The reality is that numerous data producers didn't acquire their elapsed times as in my thought experiment. Some started with UTC timestamps obtained from a synced source at each measurement time, and used software that wasn't aware of leap seconds (such as the Unix/linux suite of functions) as part of the calculations that produced their elapsed times. Depending on the choice of reference date and time, they introduced a possible offset into all of their elapsed time values, and if the range of times included a leap second boundary, they introduced a discontinuity part way through the elapsed time series.

Other data producers (modelers, for example) generated time stamps unconnected to the real motions of the real earth, then calculated elapsed times using software that wasn't aware of leap seconds. Which is fine. It's a model. In the model universe there are no leap seconds. But the time in the reference timestamp isn't UTC.

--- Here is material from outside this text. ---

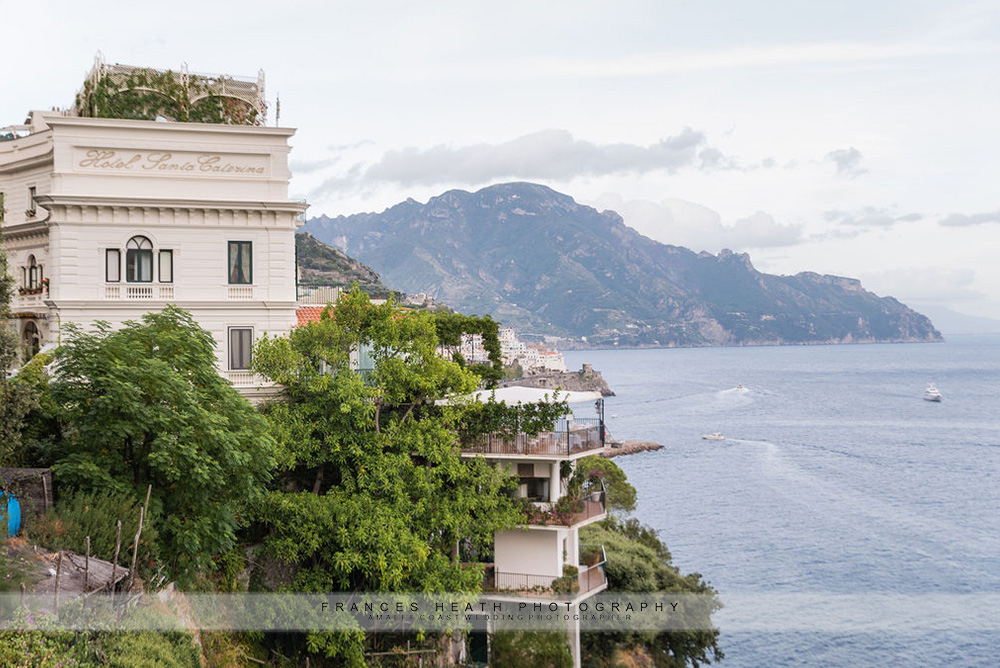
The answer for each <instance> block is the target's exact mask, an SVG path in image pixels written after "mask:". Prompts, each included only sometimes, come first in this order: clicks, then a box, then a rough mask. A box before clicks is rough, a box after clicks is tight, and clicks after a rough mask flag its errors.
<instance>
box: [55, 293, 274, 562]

The thing is, most of these data producers are working with intervals on the order of minutes or longer. The errors that might be produced by misconstruing the reference timestamp or introducing offsets or discontinuities into the elapsed times are well below the "noise floor". The discussion about the gregorian_nls calendar and some other possible calendar (gregorian_utc_lse? - lse = leap second errors), as well as the discussion about what to do with interpretation of the existing calendar named gregorian is about how to handle these cases, since people without fine time resolution are likely going to continue to work the way they have been; and, indeed, there is no reason they should forced to change - using conversion software that is aware of leap seconds when your time interval is 0.5 days and your effective resolution is 0.01 days is overkill.

The CF community is becoming more and more diverse, and the challenge is to find ways to document the data that accommodates everyone reasonably well, "makes sense", and has intuitive power.

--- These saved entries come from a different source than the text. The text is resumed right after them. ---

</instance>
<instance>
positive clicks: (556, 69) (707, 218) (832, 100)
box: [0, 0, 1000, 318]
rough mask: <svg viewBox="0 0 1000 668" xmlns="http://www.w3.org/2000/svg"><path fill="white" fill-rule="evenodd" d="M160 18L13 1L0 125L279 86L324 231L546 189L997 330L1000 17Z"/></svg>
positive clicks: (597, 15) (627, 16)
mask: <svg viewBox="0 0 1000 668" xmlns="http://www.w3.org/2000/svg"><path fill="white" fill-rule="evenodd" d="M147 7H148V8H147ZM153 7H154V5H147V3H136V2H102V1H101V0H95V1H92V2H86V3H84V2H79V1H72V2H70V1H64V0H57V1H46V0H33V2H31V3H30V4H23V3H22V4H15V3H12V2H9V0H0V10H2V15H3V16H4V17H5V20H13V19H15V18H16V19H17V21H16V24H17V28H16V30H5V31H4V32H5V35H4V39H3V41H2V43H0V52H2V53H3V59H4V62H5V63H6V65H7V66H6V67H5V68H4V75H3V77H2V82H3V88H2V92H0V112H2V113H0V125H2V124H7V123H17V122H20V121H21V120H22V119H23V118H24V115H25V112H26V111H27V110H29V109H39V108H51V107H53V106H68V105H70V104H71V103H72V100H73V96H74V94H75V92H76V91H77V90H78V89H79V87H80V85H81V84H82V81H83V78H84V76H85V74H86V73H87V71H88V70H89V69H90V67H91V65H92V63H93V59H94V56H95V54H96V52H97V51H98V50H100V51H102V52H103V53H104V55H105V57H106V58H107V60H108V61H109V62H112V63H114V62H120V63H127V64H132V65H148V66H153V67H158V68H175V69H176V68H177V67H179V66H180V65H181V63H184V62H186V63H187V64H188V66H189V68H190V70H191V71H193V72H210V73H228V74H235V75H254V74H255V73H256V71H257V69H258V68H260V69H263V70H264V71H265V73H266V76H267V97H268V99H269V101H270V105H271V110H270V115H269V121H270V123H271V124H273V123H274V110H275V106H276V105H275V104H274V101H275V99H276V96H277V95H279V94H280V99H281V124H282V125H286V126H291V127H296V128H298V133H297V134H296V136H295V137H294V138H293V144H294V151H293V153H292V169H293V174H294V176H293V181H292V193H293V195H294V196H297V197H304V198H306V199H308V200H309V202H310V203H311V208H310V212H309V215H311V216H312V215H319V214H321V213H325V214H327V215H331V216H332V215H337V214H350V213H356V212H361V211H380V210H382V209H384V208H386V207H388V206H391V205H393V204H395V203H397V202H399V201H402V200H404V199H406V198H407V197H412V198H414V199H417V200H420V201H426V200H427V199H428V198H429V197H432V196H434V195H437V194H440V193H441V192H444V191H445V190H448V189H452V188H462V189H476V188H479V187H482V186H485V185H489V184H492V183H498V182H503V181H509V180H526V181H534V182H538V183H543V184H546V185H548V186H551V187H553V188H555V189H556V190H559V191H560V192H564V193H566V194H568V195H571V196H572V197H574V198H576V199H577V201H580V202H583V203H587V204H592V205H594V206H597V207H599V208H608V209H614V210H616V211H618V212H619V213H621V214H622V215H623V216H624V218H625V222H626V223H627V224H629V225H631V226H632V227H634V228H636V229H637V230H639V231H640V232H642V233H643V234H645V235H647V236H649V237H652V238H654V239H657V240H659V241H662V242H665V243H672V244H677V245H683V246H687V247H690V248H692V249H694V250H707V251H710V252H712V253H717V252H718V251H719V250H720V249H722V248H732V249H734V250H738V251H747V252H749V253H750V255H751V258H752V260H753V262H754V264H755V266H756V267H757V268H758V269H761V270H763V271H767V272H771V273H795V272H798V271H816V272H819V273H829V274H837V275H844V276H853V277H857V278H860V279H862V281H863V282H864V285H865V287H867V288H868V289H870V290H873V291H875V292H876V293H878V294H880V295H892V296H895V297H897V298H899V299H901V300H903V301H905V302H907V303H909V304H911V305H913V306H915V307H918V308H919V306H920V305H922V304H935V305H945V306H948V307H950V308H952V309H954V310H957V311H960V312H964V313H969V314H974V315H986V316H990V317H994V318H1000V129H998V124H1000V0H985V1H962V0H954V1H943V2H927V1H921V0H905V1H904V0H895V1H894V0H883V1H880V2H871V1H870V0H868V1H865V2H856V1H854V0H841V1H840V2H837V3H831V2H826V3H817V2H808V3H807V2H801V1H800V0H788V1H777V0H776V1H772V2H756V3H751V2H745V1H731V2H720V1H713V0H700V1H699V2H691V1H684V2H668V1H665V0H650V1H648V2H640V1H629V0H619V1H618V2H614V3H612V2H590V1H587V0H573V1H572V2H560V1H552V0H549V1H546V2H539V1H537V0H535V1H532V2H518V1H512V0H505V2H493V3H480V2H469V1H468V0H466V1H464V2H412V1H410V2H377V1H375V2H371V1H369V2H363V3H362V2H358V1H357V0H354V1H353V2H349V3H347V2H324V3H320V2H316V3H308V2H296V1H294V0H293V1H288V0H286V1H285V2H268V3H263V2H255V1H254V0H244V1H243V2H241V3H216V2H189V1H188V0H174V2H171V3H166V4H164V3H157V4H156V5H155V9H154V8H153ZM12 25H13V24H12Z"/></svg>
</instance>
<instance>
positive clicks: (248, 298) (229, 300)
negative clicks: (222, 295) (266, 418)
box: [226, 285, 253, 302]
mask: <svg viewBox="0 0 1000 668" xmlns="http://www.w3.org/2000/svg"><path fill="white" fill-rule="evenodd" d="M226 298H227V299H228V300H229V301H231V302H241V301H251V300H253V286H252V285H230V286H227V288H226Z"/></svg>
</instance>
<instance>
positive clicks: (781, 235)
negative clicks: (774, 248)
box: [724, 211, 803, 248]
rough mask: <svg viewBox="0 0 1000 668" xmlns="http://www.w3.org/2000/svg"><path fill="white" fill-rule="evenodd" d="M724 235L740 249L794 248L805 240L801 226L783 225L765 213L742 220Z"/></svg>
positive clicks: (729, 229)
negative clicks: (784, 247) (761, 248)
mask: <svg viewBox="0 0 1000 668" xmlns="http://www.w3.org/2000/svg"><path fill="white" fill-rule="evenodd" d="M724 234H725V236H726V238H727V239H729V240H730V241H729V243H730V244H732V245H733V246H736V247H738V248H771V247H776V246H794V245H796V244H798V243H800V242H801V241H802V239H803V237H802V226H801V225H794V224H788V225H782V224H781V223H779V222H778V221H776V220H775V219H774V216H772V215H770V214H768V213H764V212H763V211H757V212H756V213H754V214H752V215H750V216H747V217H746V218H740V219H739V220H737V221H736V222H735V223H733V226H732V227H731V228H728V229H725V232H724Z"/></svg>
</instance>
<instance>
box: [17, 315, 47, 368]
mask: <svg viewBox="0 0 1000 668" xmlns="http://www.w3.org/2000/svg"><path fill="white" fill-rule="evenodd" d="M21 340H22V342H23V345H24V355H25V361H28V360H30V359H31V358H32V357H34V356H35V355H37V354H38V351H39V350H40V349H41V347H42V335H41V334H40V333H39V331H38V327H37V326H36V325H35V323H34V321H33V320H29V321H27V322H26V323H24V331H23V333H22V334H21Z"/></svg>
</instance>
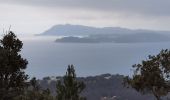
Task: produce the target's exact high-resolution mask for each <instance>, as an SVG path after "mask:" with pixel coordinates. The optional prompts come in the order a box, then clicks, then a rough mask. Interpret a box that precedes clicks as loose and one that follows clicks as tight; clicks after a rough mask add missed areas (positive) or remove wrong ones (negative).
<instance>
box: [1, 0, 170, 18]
mask: <svg viewBox="0 0 170 100" xmlns="http://www.w3.org/2000/svg"><path fill="white" fill-rule="evenodd" d="M0 2H3V3H15V4H21V5H30V6H36V7H39V6H41V7H48V8H50V7H56V8H68V9H84V10H96V11H105V12H112V13H114V12H121V13H129V14H137V15H150V16H170V10H169V9H170V0H0Z"/></svg>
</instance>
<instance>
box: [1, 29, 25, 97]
mask: <svg viewBox="0 0 170 100" xmlns="http://www.w3.org/2000/svg"><path fill="white" fill-rule="evenodd" d="M22 46H23V43H22V41H20V40H19V39H18V38H17V37H16V35H15V34H14V33H13V32H12V31H9V32H8V33H7V34H5V35H4V36H3V38H2V39H1V40H0V98H1V100H12V98H13V97H15V96H17V95H19V94H20V93H21V92H22V89H23V88H24V87H25V85H26V83H25V81H26V80H27V79H28V75H26V74H25V72H24V69H26V67H27V64H28V61H27V60H26V59H24V58H22V57H21V54H20V51H21V49H22Z"/></svg>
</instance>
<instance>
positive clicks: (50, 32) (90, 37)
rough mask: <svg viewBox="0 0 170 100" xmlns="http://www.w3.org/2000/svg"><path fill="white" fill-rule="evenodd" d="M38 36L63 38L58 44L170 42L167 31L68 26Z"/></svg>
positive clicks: (60, 39) (44, 33)
mask: <svg viewBox="0 0 170 100" xmlns="http://www.w3.org/2000/svg"><path fill="white" fill-rule="evenodd" d="M40 35H57V36H64V37H63V38H61V39H57V40H56V42H60V43H103V42H114V43H138V42H167V41H170V32H168V31H152V30H131V29H126V28H120V27H104V28H96V27H89V26H82V25H70V24H66V25H56V26H53V27H52V28H51V29H49V30H47V31H45V32H44V33H42V34H40ZM79 36H81V37H79Z"/></svg>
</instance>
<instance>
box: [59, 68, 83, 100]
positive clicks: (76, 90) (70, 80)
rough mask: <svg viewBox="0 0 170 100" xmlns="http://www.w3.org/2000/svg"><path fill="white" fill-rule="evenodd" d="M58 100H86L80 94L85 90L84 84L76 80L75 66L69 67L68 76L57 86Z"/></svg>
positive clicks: (67, 69)
mask: <svg viewBox="0 0 170 100" xmlns="http://www.w3.org/2000/svg"><path fill="white" fill-rule="evenodd" d="M56 88H57V91H56V92H57V97H56V98H57V100H85V98H84V97H81V96H80V93H81V92H82V91H83V89H84V88H85V84H84V83H83V82H80V81H77V80H76V74H75V70H74V66H73V65H69V66H68V69H67V72H66V75H65V76H64V78H63V81H62V80H59V81H58V82H57V85H56Z"/></svg>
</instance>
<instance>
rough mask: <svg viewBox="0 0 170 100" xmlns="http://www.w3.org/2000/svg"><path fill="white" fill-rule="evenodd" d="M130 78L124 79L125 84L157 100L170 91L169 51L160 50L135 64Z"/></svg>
mask: <svg viewBox="0 0 170 100" xmlns="http://www.w3.org/2000/svg"><path fill="white" fill-rule="evenodd" d="M133 68H135V71H134V75H133V77H132V78H129V77H126V78H125V83H127V85H130V86H131V87H132V88H134V89H136V90H137V91H139V92H141V93H143V94H145V93H152V94H153V95H154V96H155V97H156V99H157V100H160V99H161V97H162V96H165V95H167V94H168V92H169V91H170V83H169V82H170V51H169V50H162V51H161V52H160V53H159V54H158V55H156V56H149V59H148V60H146V61H142V63H141V64H135V65H134V66H133Z"/></svg>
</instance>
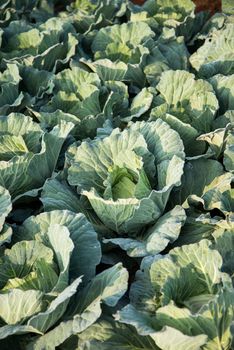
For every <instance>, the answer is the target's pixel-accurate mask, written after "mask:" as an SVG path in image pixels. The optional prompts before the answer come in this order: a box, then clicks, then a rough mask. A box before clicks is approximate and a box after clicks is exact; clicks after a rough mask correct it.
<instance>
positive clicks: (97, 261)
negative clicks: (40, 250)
mask: <svg viewBox="0 0 234 350" xmlns="http://www.w3.org/2000/svg"><path fill="white" fill-rule="evenodd" d="M51 225H60V226H65V227H66V228H67V229H68V231H69V232H70V237H71V239H72V241H73V243H74V250H73V253H72V256H71V259H70V276H71V277H73V278H76V277H78V276H81V275H83V274H84V277H83V281H84V282H86V281H88V280H89V279H90V278H92V277H93V276H94V275H95V269H96V265H97V264H98V263H99V262H100V259H101V250H100V245H99V243H98V241H97V234H96V232H95V231H94V229H93V227H92V225H91V224H90V223H89V222H88V221H87V219H86V218H85V216H84V215H83V214H75V213H72V212H70V211H68V210H53V211H51V212H48V213H42V214H40V215H37V216H31V217H30V218H28V219H27V220H26V221H25V222H24V223H23V225H22V226H21V227H20V228H19V232H18V237H19V239H22V238H23V239H25V238H26V237H27V239H35V238H37V239H39V240H40V241H42V242H43V241H45V240H46V232H47V230H48V229H49V227H50V226H51ZM57 235H61V237H62V232H61V233H59V232H58V233H57Z"/></svg>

The conventions up through 1.6 used the term UTC, but was really using it as a shorthand for "a time system that is based on longitude 0 degrees and puts midnight on that longitude at approximately the point where the longitude is facing directly away from the Sun." There wasn't really any thought of leap seconds involved at the time. We've gotten to the point where more precise definitions are required by some. Thus the discussion.

Grace and peace,

Jim

On 6/29/15 6:16 AM, Timothy Patterson wrote:
I understand that for climate or forecast data that 30+ seconds of inaccuracy may not be 
significant, but even though the C and F in "CF Conventions" stand for "Climate and 
Forecast", the conventions are also being increasingly adopted for instrument and measurement 
datasets. In these cases, time accuracy at small time scales becomes more important, which is why 
seeing a proposed convention that allows the time to be written ambiguously (so that there may or 
may not be discontinuities or offsets) is rather disconcerting, like telling a climate scientist 
that the netCDF encoding of his temperature data may or may not have introduced an inaccuracy of a 
few Kelvin in some readings.

Under the CF1.6 conventions, I believe the base time or epoch time was always expressed 
in UTC and the calendar attribute was applied to the encoded time count. Using this 
convention, I could specify a UTC start time and then have a simple GPS-like count of 
elapsed seconds (with no discontinuities introduced by leap seconds). Under the proposals 
for the 1.7 convention, this doesn't seem possible. The epoch and time count must both be 
expressed either as UTC or as GPS time and the only "mixed calendar" options 
introduce the above mentioned ambiguity.